KEPALA SEKOLAH SEBAGAI PEMIMPIN TRANSFORMASIONAL

Persaingan dan perubahan yang terjadi dalam konteks dunia pendidikan  mensyaratkan kemampuan seorang kepala sekolah yang handal untuk melakukan beraneka ragam pekerjaan. Pengetahuan,keterampilan dan sikap yang diperoleh dan dikembangkan dari lembaga pendidikan dan latihan sebelumnya seringkali dianggap kurang sesuai dengan tuntutan persyaratan kerja kepala sekolah yang bereskalasi tinggi, sehingga pertumbuhan profesionalismenya harus terus-menerus juga dirangsang.
Peraturan Menteri Pendidikan Nasional Nomor 13 Tahun 2007 tentang Standar Kepala Sekolah  menegaskan bahwa seorang kepala sekolah   harus memiliki lima dimensi kompetensi minimal yaitu: kompetensi kepribadian, manajerial, kewirausahaan, supervisi, dan sosial.  Kewirausahaan di sini dalam makna untuk kepentingan pendidikan yang bersifat sosial bukan untuk kepentingan komersial. Kewirausahaan dalam bidang pendidikan yang diambil adalah karakteristiknya (sifatnya) seperti inovatif, bekerja keras, motivasi yang kuat, pantang menyerah dan selalu mencari solusi terbaik, dan memiliki naluri kewirausahaan; bukan mengkomersilkan sekolah.
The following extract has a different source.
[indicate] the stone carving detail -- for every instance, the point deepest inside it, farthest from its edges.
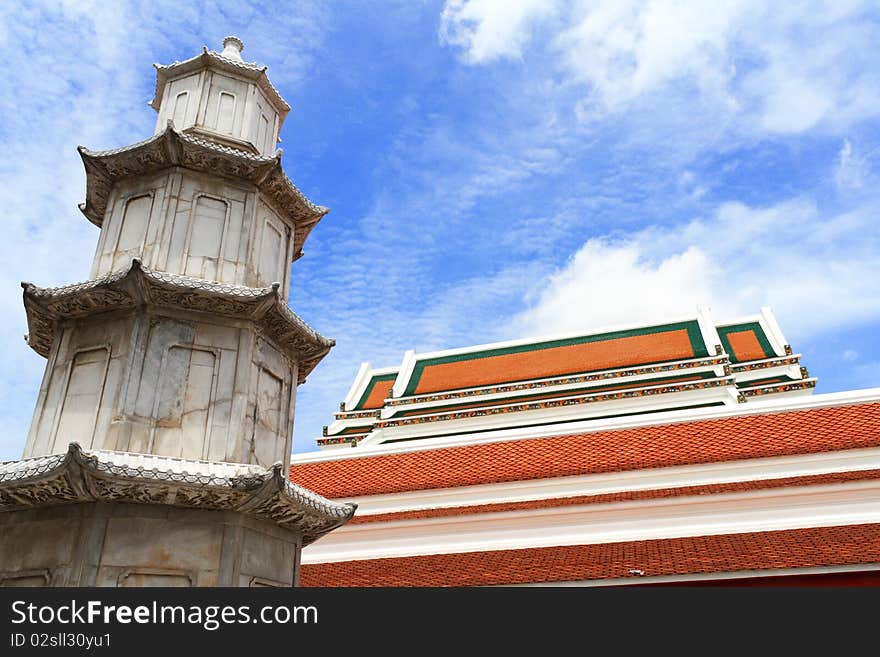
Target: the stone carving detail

Pemimpin transformasional adalah pemimpin yang mampu mengubah sesuatu yang bentuk lain berbeda  dan merupakan agen perubahan. Fungsi utamanya berperan sebagai katalitas perubahan, bukannya sebagai pengontrol perubahan (Donni Juni  P, ddk 2014:231). Kalaulah demikian pempimpin tranformasional adalah kepemimpinn yang membutuhkan tindakan memotivasi para guru, pegawai staf TU dan stake holder lainnya disekolah agar bersedia bekerja demi sasaran yang dianggap melampaui kepentingan pribadinya. Seorang pemimpin tranformasional akan memilki visi, keahlian dalam berretorika serta  memiliki pengelolaan kesan yang baik dan menggunakannya untuk mengembangkan sebuah komitmen secara emosional yang kuat dengan pengikutnya.
Tercapainya tujuan pendidikan di sekolah, tidak terlepas dari dua unsur penting yaitu peranan dari kepala sekolah dan guru. Agar tujuan pendidikan  dapat dicapai dengan baik, maka kepala sekolah melaksanakan kepemimpinan yang baik dan seorang guru harus mampu  melaksanakan pembelajaran secara efektif. Kepala Sekolah sebaiknya meningkatkan pelaksanaan supervisi akademik dan menerapkan kepemimpinan transformasional secara optimal, dalam rangka menciptakan pembelajaran yang bermutu yang pada akhirnya akan meningkatkan mutu pendidikan. Kepada para guru diharapkan dapat melaksanakan pembelajaran secara efektif untuk lebih meningkatkan profesionalisme, sehingga dapat terlaksananya pembelajaran yang bermutu dalam rangka merealisasikan tujuan pendidikan. Selain itu, guru harus mendukung dan bekerjasama yang baik dengan kepala sekolah, sehingga dapat terciptanya kondisi yang kondusif di lingkungan sekolah.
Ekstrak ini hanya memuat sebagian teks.